育てもせず、ただアイテムだけを与えて、殆ど放置していた俺の事を。
「……本当に? 本当に貴方が私の足長おじさんなんですか?」
「足、長いだろ……? まだおじさんなんて歳じゃ……たぶんまだおじさんじゃあないけど、俺だ」
「私は、忘れられていなかったんですね……本当に」
「ずっと、貴女じゃないかって思ってた。だから、この街に残って調べていたんだ」
「……そうですか」
膝をつき、彼女の目線に合わせ語りかける。
声こそ上げないが、今も彼女の瞳からは大きな雫がぼろぼろと音が聞こえそうなくらいこぼれ落ちていた。
そして、縋るように抱きしめてくれる。
「この日をずっと待っていました。
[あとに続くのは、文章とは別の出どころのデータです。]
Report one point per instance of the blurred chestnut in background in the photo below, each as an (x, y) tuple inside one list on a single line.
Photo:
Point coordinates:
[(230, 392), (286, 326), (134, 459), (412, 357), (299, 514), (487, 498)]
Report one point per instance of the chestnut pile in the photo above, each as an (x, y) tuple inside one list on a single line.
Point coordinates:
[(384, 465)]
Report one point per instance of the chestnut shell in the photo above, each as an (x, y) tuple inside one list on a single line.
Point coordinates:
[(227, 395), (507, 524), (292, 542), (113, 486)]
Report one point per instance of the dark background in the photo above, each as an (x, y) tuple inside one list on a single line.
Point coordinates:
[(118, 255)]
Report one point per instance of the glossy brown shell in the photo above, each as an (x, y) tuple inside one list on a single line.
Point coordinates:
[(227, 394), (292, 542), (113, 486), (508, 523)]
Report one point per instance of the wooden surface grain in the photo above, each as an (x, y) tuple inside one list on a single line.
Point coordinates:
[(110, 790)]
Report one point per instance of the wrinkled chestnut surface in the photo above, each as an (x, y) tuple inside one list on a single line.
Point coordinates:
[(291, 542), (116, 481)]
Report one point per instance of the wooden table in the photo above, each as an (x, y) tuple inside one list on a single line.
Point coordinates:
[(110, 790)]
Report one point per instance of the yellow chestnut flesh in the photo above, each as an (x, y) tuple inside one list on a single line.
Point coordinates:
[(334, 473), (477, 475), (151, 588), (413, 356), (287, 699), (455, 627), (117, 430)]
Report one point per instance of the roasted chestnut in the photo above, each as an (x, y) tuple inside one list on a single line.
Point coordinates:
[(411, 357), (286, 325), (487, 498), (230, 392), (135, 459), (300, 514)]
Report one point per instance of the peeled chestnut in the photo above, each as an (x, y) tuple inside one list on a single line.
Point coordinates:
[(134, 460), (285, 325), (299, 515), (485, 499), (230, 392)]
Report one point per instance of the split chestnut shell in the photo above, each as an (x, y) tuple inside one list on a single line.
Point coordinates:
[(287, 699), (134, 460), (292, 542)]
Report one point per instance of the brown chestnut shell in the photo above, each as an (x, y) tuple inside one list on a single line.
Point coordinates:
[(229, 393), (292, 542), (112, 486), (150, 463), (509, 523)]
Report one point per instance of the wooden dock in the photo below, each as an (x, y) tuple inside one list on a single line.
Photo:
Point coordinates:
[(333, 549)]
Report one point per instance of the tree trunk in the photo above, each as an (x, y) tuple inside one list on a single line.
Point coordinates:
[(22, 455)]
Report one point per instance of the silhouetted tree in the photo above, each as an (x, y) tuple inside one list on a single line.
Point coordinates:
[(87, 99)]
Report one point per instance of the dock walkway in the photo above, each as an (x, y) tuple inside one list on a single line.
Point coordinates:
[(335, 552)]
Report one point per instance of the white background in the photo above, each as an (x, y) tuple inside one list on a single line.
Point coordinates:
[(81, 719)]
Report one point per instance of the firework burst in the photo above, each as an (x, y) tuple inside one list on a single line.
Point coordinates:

ただただ、いつか迎えに来てくれると信じて、ずっと待っていました」
彼女のステータスには、俺の知らない情報が掲載されていた。
彼女にも苗字があり、そしてその称号を持っていた。
【Name】 レイス・レスト
【種族】 上位魔族
【職業】 魔弓闘士 再生師
【レベル】 97
【称号】 約束の乙女
偉大なる母
女帝
それは、彼女の歩んできた道がどれ程過酷な物だったのか推し量るには十分な物だった。
女の身で、この世界でひたすら生き抜き、そして今に至るまで『そう在り続ける』事にどれ程の苦難があったか。
「改めて聞きます。俺と一緒に、旅に出ませんか? 少しおかしな相棒もいますが、きっと仲良くなれると思います」
「リュエさん、ですよね。私がついていってしまってその……おじゃまでなければ、どうかお願い致します」
「この街を離れる為にしなきゃいけない事、手伝える事があれば言って下さい」
「大丈夫です、全部私が片付けてみせます」
今度こそ、彼女は頷いてくれた。
この街を去るのは今すぐという訳にはいかないだろう。
それでも、彼女は自分の力で解決してみせると言い切った。
ならば俺も、それを信じて待つとしよう。
それに、まだ一つ俺には仕事が残っている。
『少しおかしな相棒』に話をつけるという、大仕事が。